What's really being valued here isn't the current business - it's the promise of building within what founder Marc Lotenberg calls "the LVMH economy." It's a bid to be the platform for a certain kind of conspicuous consumption, where getting the reservation is as much about signaling as it is about the meal.
Mario Carbone (who invested in this round) put it pretty directly: "This product is very tailored for our restaurants...This guarantees a customer that's going to indulge." Translation: This guarantees a customer who will spend big to prove they can. Herein lies further tension- “tailored for our restaurants”- meaning tailored for restaurants that have a high end fashion line and develop branded luxury real estate towers.
The irony is that this whole thing really does feel like something straight out of American Psycho. A system where people pay large sums not just for a meal, but for the privilege of being seen as someone who can access the meal. Patrick Bateman would absolutely be a Premium Plus member ($25,000/year). He'd probably expense it to Pierce & Pierce.
This is where it gets darker than just questionable startup economics. Dorsia's rise reflects and amplifies a particularly modern form of inequality. I could also argue that it’s actually a very old form of inequality too—like French Revolution, off with their heads, feudal old. It's not enough that some restaurants are expensive - now there's a whole additional layer of financial gatekeeping just to get in the door.

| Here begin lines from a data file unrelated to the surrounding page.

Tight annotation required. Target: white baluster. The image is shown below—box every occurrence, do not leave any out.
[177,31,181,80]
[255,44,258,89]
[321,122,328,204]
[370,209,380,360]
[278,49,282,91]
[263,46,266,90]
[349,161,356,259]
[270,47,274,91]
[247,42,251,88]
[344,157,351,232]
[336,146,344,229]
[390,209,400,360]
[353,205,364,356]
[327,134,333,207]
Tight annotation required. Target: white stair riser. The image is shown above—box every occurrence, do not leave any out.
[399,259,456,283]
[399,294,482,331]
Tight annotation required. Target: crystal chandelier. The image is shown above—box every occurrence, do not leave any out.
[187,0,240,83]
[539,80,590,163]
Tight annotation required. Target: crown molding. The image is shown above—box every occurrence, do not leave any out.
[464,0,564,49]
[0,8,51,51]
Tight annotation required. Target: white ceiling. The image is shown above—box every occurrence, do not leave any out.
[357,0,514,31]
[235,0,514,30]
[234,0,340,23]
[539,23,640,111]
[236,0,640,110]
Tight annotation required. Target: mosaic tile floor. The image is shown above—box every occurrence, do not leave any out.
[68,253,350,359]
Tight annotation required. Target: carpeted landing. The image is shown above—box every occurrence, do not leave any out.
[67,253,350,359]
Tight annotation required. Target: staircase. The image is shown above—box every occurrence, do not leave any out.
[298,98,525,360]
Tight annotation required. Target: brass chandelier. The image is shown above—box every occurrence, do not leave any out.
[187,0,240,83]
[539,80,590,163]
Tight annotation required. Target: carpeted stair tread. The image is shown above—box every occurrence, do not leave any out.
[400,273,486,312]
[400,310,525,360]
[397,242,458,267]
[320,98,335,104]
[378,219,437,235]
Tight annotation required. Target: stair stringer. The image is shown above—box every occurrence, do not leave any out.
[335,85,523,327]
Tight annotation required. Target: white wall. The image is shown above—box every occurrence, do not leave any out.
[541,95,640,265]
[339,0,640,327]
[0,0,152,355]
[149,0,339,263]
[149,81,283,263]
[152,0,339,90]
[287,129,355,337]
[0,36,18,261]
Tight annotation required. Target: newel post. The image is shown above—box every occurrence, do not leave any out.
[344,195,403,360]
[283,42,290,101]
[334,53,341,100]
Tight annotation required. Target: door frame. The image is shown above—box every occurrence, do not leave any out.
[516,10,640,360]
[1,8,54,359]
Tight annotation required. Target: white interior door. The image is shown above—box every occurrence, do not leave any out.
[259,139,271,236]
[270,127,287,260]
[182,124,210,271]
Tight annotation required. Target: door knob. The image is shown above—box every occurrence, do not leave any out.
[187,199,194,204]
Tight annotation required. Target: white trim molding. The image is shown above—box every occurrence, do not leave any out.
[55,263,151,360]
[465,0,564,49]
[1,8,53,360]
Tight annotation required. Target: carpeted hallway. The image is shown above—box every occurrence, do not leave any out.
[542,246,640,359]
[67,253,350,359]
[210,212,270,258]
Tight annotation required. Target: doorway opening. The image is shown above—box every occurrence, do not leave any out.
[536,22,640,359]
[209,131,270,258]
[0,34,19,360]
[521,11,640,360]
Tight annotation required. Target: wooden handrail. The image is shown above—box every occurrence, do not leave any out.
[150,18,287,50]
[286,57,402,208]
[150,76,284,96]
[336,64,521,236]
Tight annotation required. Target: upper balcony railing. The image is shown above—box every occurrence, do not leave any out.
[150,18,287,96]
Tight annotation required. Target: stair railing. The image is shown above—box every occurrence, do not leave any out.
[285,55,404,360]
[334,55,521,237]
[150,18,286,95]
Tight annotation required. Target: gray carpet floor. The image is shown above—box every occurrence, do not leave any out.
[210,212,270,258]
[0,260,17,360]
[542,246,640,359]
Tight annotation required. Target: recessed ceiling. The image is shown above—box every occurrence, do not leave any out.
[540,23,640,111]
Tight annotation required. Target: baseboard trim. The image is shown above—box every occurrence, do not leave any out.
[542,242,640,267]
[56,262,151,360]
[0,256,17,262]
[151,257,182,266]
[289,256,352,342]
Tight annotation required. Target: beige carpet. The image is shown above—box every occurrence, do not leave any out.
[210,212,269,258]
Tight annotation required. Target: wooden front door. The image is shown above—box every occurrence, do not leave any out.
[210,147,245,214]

The message is clear: Money can't buy taste, but it can buy access to places where you might pick some up.
And maybe that's the real genius (or cynicism) of naming it Dorsia. In American Psycho, Dorsia represented something Bateman couldn't have, no matter how rich or well-connected he was. In 2024, everything has a price - even exclusivity itself. For $25,000 a year plus minimums, you too can be part of the club. Just don't forget your bone-colored business card with Silian Rail lettering.
The venture capitalists backing Dorsia at a $146M valuation aren't betting on restaurant economics - they've seen those numbers before. They're betting on something much more cynical: the enduring human desire to be part of something exclusive, to be seen as someone who belongs. In a world where a Resy + Amex or Opentable + Visa can still leave you locked out of the hottest tables, they're betting people will pay even more for guaranteed access.
Here's my prediction: By 2030, LVMH owns not just Dorsia but also Major Food Group and many of the other restaurants currently thriving on the platform. It's the natural endpoint - LVMH already bought L'Ami Louis in Paris, showing they understand that controlling both the platform and the experience is the endgame. They'll vertically integrate the entire luxury dining ecosystem, just as they've done with fashion, jewelry, and wine. The irony? They'll probably keep the Dorsia name, not realizing (or perhaps perfectly understanding) that they're naming their dining division after a fictional restaurant that represented the hollowness of status-seeking consumption.
I'm leaving. I've assessed the situation, and I'm going.